Two months later, de la Chennelière stepped down from the board of the museum. The same day, Bondil filed a lawsuit against him and the members of the board, asking for C$2m ($1.5m) for unfair dismissal and libel. Since, the construction of a new, C$25m ($20m) space dedicated to Québecois modernist Jean-Paul Riopelle, initiated by Bondil with the Riopelle Foundation and the province of Québec, was cancelled and the project moved to Québec City.
The specifics of the settlement and the amount of the compensation due to Bondil have not been made public. Both parties declined to make any further comment. But the museum’s statement made clear that, although an audit in the autumn of 2019 produced “a number of recommendations relating to the workplace climate, Bondil was not personally the object of any allegation of harassment contained in the complaint”. This is a rebuttal to the claim by the former board chairman at the time, who held Bondil responsible for a “toxic atmosphere”.
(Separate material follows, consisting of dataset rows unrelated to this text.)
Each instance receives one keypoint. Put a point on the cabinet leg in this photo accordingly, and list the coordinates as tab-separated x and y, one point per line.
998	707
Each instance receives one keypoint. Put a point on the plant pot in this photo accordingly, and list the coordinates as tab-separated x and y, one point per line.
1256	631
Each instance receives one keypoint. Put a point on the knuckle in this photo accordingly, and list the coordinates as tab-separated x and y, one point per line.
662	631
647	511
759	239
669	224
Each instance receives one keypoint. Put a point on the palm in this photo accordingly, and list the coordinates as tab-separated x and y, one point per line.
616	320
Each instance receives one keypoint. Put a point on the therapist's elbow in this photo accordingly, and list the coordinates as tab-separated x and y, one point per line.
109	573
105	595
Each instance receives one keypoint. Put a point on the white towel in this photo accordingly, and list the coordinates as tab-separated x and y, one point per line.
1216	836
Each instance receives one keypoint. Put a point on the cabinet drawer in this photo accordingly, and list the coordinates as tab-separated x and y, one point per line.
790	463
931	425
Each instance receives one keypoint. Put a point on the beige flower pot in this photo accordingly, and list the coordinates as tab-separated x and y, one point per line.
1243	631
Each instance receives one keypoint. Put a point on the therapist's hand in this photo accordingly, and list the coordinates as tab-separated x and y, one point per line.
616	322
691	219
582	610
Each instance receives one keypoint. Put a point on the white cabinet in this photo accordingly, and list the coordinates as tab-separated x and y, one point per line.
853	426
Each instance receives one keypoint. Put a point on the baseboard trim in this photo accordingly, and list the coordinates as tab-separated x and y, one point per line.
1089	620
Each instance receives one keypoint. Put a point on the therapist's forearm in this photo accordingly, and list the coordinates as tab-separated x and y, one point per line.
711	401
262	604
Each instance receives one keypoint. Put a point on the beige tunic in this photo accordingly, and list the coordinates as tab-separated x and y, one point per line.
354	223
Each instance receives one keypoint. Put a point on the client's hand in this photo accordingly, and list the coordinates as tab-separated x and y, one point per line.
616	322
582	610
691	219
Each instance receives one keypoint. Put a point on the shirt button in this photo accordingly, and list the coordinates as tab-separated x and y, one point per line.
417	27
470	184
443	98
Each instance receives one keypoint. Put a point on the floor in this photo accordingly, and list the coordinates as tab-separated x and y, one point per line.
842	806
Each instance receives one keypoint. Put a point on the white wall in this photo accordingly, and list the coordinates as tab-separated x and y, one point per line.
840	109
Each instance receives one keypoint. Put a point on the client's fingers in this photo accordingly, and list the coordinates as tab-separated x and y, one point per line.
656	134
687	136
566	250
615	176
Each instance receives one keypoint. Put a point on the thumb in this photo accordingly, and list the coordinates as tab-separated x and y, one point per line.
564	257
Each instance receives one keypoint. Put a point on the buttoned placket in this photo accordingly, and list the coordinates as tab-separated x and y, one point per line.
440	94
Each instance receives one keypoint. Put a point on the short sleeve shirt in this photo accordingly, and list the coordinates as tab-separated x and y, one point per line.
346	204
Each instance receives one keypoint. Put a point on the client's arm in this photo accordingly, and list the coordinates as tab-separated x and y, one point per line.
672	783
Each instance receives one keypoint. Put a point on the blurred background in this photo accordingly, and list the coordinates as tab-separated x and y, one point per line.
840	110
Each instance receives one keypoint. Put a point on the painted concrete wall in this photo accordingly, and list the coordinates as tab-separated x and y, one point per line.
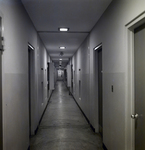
110	31
18	31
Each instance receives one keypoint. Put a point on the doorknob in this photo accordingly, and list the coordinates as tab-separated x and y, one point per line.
134	116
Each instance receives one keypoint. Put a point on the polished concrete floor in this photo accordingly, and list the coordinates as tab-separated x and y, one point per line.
63	126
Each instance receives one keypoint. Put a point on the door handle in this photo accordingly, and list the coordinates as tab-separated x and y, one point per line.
134	116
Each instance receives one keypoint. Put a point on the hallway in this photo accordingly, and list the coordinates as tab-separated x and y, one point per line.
63	126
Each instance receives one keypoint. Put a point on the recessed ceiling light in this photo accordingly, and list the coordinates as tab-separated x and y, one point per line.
63	29
62	47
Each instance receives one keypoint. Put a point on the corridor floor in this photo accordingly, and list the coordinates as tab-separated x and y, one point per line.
63	126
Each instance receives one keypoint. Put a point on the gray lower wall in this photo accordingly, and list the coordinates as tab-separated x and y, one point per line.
18	30
110	31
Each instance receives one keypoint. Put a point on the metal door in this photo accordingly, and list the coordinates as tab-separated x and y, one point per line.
139	82
100	98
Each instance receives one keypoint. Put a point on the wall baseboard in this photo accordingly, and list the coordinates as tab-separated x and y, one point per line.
82	112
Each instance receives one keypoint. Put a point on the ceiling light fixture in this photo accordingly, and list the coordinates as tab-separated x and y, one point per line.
63	29
62	47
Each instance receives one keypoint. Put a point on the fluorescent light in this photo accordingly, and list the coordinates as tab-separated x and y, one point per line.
62	47
63	29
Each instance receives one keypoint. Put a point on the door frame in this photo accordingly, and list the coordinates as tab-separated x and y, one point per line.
31	84
1	79
130	97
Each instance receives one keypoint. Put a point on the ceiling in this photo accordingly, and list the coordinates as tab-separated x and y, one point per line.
79	16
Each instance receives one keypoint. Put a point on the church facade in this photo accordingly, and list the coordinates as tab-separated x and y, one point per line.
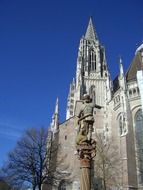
119	122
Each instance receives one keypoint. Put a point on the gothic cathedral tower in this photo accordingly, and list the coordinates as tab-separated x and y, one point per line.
92	75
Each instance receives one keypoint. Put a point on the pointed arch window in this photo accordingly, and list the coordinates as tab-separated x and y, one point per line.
122	124
62	185
139	142
92	93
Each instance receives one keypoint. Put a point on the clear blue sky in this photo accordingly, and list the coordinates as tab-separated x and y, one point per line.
38	51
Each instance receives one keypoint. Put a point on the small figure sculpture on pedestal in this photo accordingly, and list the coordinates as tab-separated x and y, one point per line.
85	145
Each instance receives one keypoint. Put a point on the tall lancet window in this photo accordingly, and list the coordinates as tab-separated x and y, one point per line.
92	93
92	60
122	125
139	142
62	185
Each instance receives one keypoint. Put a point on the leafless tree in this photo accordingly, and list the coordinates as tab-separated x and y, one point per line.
27	161
107	164
32	162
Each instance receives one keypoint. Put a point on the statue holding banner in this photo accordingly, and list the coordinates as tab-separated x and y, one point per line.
85	120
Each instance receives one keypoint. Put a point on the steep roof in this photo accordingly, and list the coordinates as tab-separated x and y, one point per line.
135	66
90	32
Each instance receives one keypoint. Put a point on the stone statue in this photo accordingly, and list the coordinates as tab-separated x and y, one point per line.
86	120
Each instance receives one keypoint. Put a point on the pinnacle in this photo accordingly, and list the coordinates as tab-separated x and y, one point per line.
90	32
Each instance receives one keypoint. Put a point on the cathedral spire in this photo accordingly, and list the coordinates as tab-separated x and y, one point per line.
90	32
55	118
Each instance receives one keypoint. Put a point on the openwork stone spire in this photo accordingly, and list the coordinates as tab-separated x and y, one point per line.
90	32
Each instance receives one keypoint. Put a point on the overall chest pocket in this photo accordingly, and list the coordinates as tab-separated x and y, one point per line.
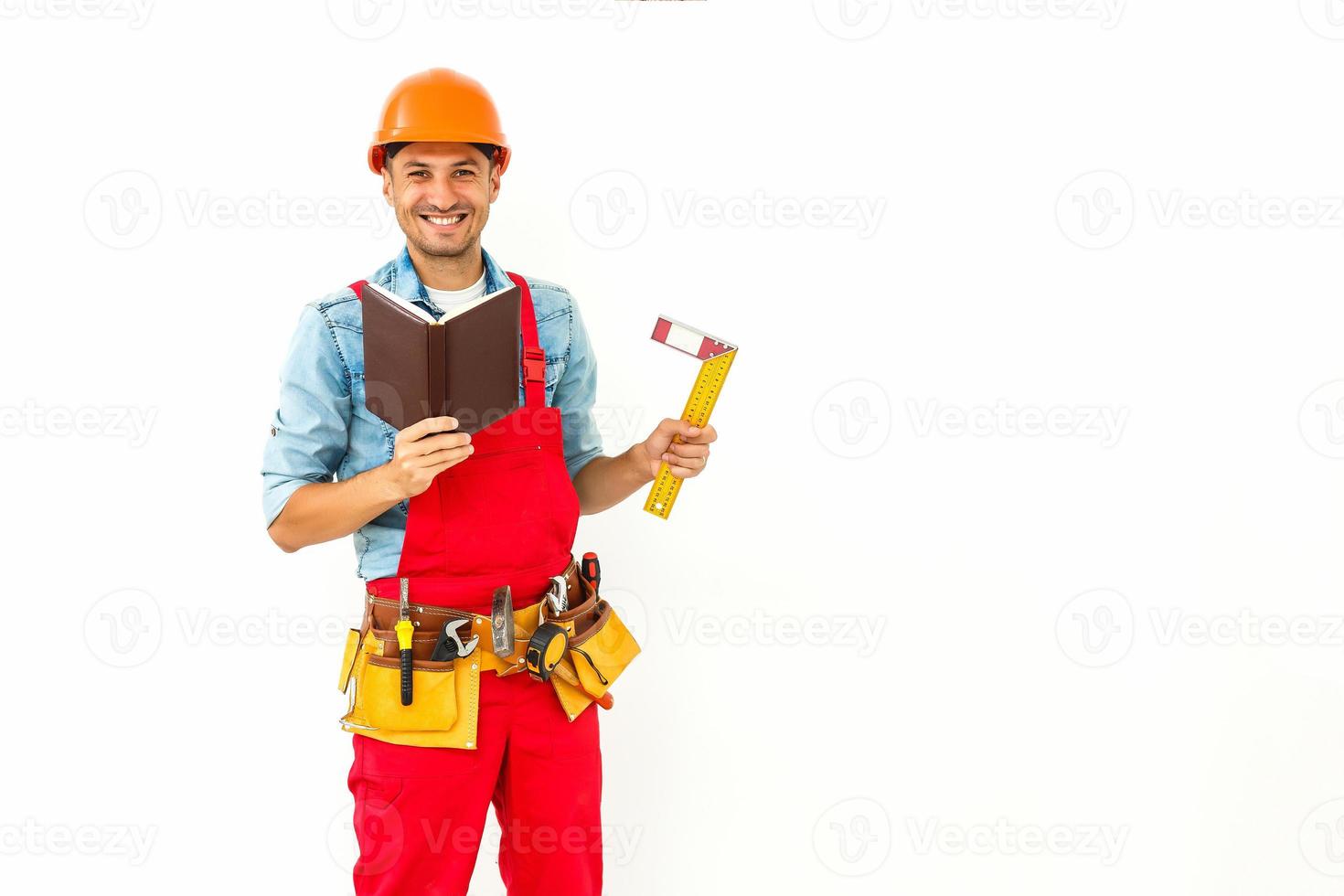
497	511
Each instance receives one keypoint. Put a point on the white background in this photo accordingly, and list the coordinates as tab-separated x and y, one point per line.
1101	657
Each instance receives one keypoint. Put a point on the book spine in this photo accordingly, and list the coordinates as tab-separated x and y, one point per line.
438	397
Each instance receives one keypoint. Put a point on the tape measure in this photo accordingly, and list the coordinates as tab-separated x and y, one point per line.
717	357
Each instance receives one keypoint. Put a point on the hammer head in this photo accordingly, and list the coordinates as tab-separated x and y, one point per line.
689	340
502	621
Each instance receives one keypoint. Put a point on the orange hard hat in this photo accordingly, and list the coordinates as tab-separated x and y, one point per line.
438	105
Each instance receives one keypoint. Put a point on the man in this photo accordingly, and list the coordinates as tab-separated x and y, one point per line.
454	515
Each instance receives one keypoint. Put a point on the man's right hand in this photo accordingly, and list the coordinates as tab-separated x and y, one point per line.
422	452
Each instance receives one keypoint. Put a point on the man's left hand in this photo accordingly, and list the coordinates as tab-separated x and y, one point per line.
684	458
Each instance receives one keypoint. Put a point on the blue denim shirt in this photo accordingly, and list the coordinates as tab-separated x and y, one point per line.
323	430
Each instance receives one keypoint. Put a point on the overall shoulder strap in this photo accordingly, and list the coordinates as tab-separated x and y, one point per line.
534	357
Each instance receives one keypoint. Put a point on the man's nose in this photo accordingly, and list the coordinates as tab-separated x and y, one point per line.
441	195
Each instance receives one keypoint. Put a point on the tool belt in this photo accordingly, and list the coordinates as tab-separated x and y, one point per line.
445	695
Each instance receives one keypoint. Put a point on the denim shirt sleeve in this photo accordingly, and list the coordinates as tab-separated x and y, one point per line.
575	394
311	426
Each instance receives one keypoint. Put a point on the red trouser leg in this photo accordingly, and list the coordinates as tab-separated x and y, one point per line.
420	810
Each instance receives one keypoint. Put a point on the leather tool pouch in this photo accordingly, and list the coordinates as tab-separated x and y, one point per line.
443	712
600	650
446	695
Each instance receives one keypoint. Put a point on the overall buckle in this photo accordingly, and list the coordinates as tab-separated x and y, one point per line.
534	364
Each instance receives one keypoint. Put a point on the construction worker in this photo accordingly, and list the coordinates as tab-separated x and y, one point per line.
334	469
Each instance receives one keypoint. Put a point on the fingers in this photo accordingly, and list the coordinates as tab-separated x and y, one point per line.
434	443
428	426
686	461
697	435
446	457
687	450
687	432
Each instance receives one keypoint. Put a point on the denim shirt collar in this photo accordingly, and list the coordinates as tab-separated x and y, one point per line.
406	283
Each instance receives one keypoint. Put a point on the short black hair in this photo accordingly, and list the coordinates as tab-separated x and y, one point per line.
391	149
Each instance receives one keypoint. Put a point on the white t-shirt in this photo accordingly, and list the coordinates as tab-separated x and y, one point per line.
445	298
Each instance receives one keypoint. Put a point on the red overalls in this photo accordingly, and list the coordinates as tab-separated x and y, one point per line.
507	515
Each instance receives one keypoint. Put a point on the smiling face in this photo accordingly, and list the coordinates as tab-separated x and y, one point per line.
443	195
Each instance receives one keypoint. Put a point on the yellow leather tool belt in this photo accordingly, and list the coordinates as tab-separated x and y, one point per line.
446	695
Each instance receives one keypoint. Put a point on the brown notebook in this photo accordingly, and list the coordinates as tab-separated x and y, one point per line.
465	364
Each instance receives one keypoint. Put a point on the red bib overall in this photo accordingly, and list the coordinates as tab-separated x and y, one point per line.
507	515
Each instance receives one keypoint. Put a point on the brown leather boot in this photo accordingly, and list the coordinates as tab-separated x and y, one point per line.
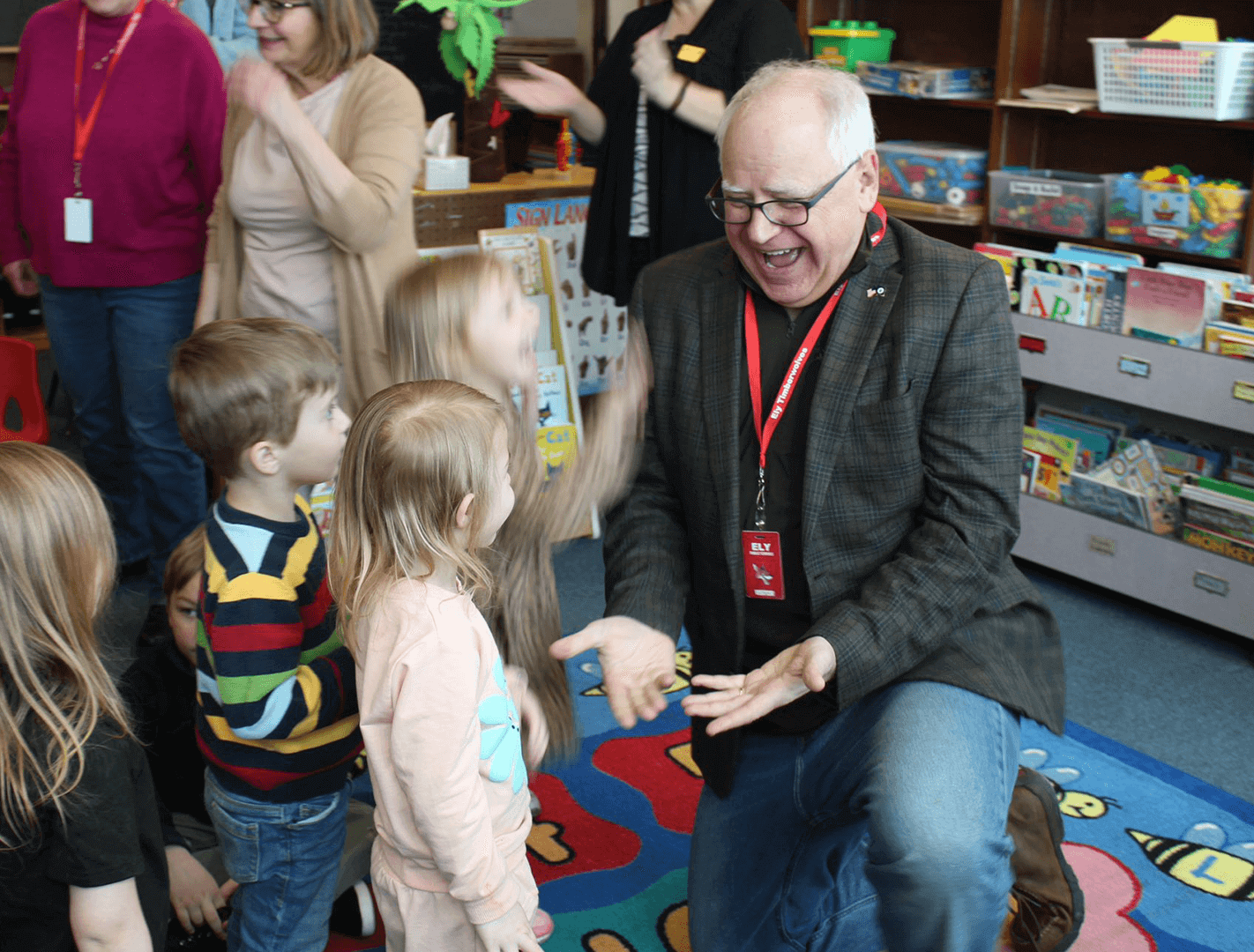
1049	906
In her lawsuit, Bondil said she had evidence she and the board were actually discussing the renewal of her contract at the time of her firing and that she was sacked on the spot by de la Chennelière when “she refused to publicly endorse the irregular process that led to the hiring of a director of the curatorial division”. De la Chennelière’s pick for the role was Mary Daley Desmarais, a member of one Québec’s wealthiest families, even though she was evaluated as the weakest candidate out of four by the selection committee because of her lack of experience.
The board now says that “in the context of the process for implementing the recommendations of the report, it disagreed with Bondil’s approach to managing this situation” but “was not otherwise calling into question her professionalism or her deep and sincere commitment to the museum”. Both parties now “wish to see this situation resolved”.
The museum’s board went on to commend Bondil “for the important artistic productions she and the remarkable teams she led during the many years that she devoted to the museum achieved, including the significant development of the collections, the international influence of the exhibitions” and three expansions, “as well as the exceptional development of educational, social, inclusive and therapeutic activities”.
Last April, Bondil was appointed head of the museums and exhibitions division at the Institut du Monde Arabe in Paris. In October 2020, the MMFA named Stéphane Aquin as its new director.